Volume was probably low. I didn't measure it, but I'm estimating 2 gallons. Original Gravity came out at 1.069 SG instead of the expected 1.074. Yeast was pitched once the wort cooled to 75F, which was around midnight.

10/06/2018: This morning, I noticed the gravity had already dropped to about 1.060 SG and the temperature had only dropped to 73F, which is near the upper end of the yeast's optimum range. I moved the entire fermenter into my mini-fridge for 2-3 hours to cool it back down into the lower end of the yeast's range to avoid stressing it and introducing off flavors.

10/07/2018: The temperature climbed to 74F overnight, so I moved the fermenter back into the mini-fridge to cool down. I removed it when the beer was at 66F and the gravity had dropped to 1.012 SG, which is lower than the expected final gravity. That puts the current ABV at 7.5% and the apparent attenuation at over than 81%. By midnight, the gravity was still holding at 1.012 SG and the temperature was holding at 69F. A taste of the beer from the fermenter showed a mild sweetness and strong hoppy fruit notes which reminded me of the actual Scofflaw beer. It will be interesting to see how this one turns out.

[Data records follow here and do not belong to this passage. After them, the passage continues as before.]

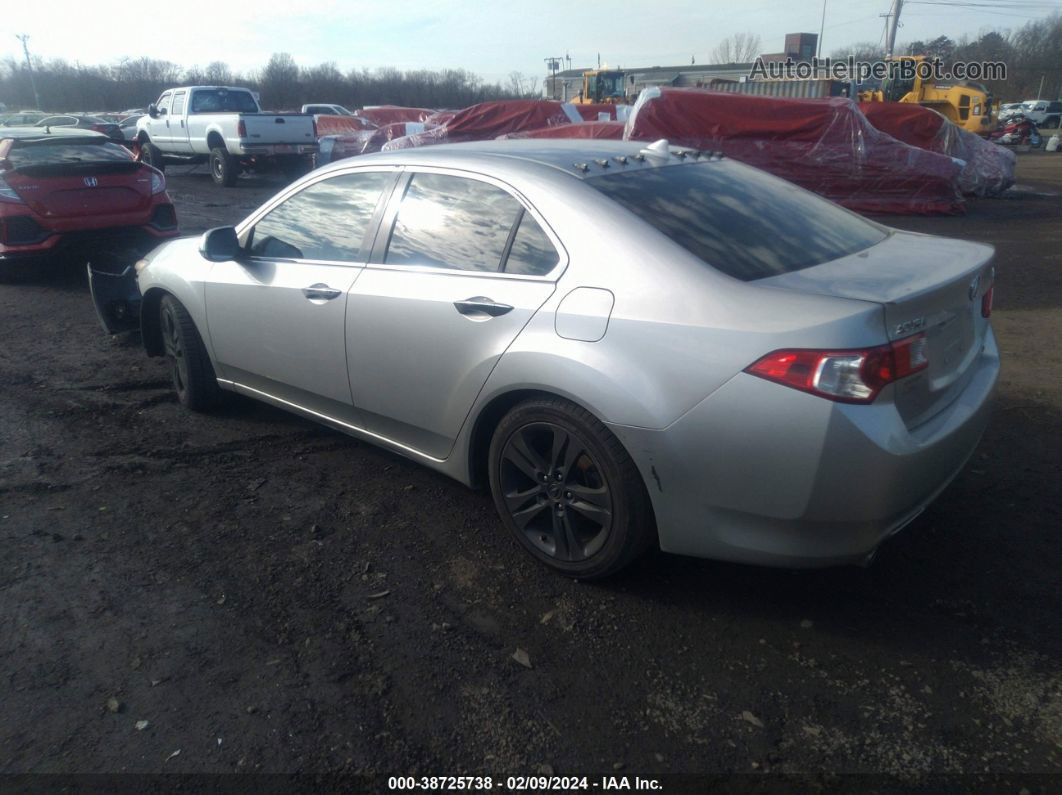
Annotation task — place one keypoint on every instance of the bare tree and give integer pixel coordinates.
(218, 73)
(740, 48)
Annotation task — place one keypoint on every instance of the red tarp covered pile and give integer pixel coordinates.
(989, 169)
(341, 124)
(609, 130)
(365, 141)
(489, 120)
(591, 110)
(826, 145)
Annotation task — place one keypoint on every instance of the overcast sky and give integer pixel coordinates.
(490, 38)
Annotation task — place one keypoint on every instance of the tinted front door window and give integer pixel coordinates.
(326, 221)
(451, 222)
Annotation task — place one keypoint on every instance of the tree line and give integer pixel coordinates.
(1031, 54)
(284, 85)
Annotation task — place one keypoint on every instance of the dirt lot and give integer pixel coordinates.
(215, 576)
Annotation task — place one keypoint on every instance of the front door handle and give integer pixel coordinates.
(321, 292)
(479, 305)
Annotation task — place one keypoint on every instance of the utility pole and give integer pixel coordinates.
(890, 40)
(23, 37)
(553, 64)
(822, 29)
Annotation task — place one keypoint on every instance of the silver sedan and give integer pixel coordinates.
(633, 346)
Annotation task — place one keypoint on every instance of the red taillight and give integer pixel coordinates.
(846, 376)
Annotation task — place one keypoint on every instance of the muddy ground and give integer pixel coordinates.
(220, 577)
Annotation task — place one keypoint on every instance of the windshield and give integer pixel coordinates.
(58, 152)
(740, 221)
(222, 101)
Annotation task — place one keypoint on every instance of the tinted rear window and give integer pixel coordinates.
(740, 221)
(209, 101)
(57, 153)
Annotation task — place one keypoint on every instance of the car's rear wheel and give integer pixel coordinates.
(152, 155)
(190, 368)
(224, 169)
(568, 490)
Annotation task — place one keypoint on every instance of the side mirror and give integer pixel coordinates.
(220, 244)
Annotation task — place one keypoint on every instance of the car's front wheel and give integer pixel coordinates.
(190, 368)
(568, 490)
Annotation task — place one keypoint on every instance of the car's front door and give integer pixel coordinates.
(276, 314)
(464, 268)
(177, 123)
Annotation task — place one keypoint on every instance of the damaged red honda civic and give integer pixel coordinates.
(64, 188)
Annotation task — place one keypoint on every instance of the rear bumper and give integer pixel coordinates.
(274, 150)
(764, 474)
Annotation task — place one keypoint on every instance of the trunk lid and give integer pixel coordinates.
(69, 190)
(924, 284)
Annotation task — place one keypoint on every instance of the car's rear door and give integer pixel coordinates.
(276, 315)
(433, 311)
(178, 123)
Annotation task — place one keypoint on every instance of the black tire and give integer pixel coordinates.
(190, 368)
(567, 489)
(152, 155)
(293, 168)
(224, 168)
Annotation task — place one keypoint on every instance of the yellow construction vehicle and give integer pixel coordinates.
(607, 86)
(966, 104)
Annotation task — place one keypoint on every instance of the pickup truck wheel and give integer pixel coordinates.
(190, 368)
(152, 155)
(223, 167)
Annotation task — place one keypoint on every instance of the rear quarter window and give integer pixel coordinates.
(738, 220)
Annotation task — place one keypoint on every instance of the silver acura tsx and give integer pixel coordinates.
(633, 346)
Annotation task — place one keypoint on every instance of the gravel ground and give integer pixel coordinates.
(260, 593)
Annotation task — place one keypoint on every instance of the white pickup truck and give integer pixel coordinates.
(225, 126)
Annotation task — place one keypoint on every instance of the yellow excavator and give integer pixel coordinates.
(966, 104)
(603, 86)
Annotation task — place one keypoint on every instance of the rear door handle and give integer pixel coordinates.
(479, 305)
(321, 292)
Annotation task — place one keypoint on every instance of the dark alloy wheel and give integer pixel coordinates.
(555, 493)
(567, 489)
(190, 368)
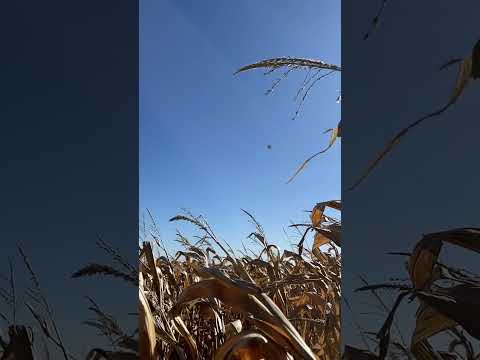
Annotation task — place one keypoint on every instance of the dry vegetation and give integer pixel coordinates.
(209, 303)
(448, 300)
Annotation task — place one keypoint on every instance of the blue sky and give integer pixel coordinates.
(204, 132)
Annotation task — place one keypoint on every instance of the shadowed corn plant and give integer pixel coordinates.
(209, 302)
(448, 301)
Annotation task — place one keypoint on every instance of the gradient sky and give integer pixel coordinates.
(204, 132)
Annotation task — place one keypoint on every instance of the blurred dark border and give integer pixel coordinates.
(69, 153)
(429, 182)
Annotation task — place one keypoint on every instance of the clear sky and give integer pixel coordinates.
(204, 132)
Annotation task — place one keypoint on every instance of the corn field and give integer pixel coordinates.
(208, 303)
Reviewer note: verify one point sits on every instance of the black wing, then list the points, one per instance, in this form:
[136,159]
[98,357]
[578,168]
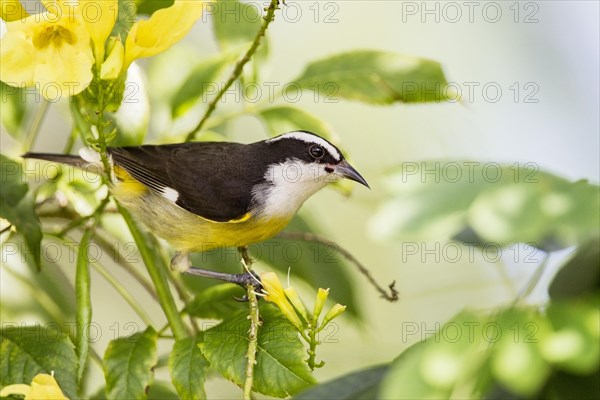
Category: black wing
[213,180]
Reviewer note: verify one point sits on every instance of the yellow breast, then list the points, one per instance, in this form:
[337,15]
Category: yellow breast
[186,231]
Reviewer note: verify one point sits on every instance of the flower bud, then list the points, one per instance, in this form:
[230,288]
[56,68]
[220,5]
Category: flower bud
[320,302]
[293,297]
[275,294]
[335,311]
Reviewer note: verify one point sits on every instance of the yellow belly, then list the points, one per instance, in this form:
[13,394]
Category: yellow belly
[188,232]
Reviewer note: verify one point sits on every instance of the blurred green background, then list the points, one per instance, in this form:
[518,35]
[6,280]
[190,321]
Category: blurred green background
[546,66]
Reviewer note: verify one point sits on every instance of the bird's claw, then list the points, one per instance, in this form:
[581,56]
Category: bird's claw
[245,280]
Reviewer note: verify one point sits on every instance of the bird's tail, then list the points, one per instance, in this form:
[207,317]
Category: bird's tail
[89,162]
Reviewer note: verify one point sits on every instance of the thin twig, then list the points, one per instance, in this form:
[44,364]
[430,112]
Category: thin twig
[239,66]
[252,341]
[390,296]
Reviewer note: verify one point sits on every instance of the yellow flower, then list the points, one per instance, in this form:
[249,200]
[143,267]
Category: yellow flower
[50,49]
[43,387]
[111,68]
[275,294]
[99,17]
[12,10]
[320,302]
[159,32]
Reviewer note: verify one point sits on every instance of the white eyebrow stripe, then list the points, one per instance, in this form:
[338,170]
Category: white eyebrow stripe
[309,138]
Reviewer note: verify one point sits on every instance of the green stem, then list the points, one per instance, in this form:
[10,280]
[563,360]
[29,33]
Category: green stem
[70,141]
[239,67]
[252,342]
[111,249]
[34,129]
[313,342]
[158,276]
[83,299]
[532,282]
[390,296]
[114,282]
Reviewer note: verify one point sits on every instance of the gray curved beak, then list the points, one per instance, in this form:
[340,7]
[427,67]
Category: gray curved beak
[346,170]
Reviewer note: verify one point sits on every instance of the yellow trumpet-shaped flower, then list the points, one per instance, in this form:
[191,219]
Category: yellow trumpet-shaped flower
[99,17]
[276,294]
[111,67]
[50,49]
[12,10]
[164,27]
[43,387]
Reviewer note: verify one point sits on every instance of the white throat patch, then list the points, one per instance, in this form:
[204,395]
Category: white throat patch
[288,185]
[309,138]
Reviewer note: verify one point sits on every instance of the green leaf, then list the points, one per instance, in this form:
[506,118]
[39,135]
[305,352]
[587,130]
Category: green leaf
[19,208]
[84,302]
[317,264]
[376,77]
[129,363]
[147,7]
[497,203]
[203,77]
[162,391]
[28,351]
[13,108]
[580,274]
[216,302]
[126,17]
[235,25]
[360,385]
[283,119]
[188,369]
[280,369]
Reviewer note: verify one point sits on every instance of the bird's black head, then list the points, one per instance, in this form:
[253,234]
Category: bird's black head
[307,154]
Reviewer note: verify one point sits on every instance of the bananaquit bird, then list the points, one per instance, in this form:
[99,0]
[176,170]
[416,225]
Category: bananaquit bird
[204,195]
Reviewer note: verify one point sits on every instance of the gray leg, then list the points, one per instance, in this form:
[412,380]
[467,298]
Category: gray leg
[248,278]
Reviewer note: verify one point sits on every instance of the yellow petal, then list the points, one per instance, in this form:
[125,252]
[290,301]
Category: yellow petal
[164,28]
[12,10]
[20,389]
[99,17]
[18,58]
[66,71]
[272,285]
[45,387]
[111,68]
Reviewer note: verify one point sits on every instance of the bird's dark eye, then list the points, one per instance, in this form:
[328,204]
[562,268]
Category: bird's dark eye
[316,151]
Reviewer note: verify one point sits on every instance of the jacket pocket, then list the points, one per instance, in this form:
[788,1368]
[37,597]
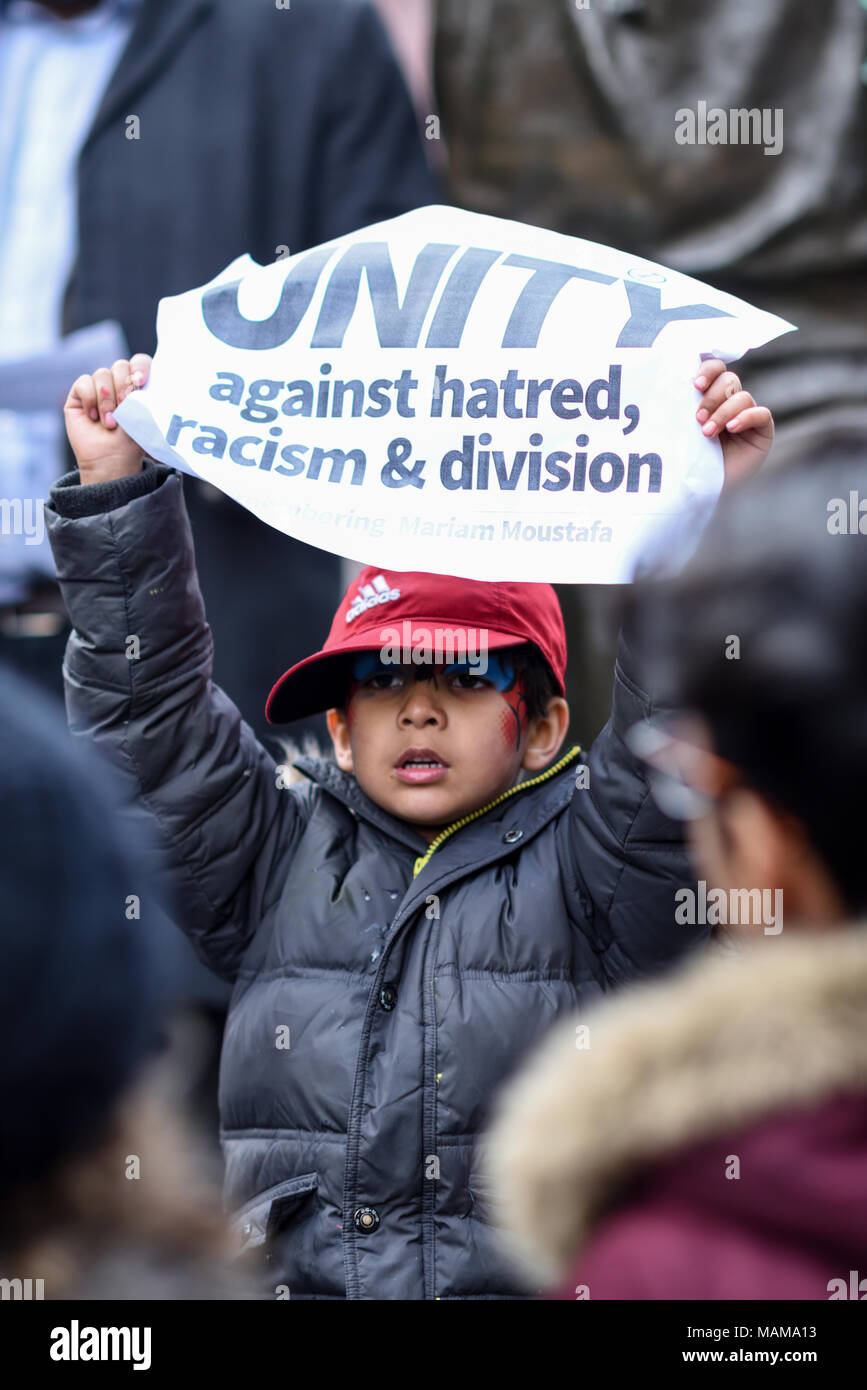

10/08/2018: The temperature is now up to 70F. Gravity is reading 1.009 SG today, well below the estimated 1.015 final gravity.

10/09/2018: The temperature is holding at 70F. Gravity has bounced back and forth between 1.008 SG and 1.009 for the last day or two.

10/13/2018: I bloomed and heated a teaspoon of gelatin in distilled water, added it to the fermenter, and placed the fermenter in the mini-fridge to cold crash. I'll bottle in a week or so when it's cleared up a bit.

10/20/2018: The beer was bottled today, using four small carbonation drops per bottle (medium carbonation). Yield was 18 total bottles, owing to losses from the issues during brewing. Final gravity was reported as 1.007 SG by the Tilt Hydrometer.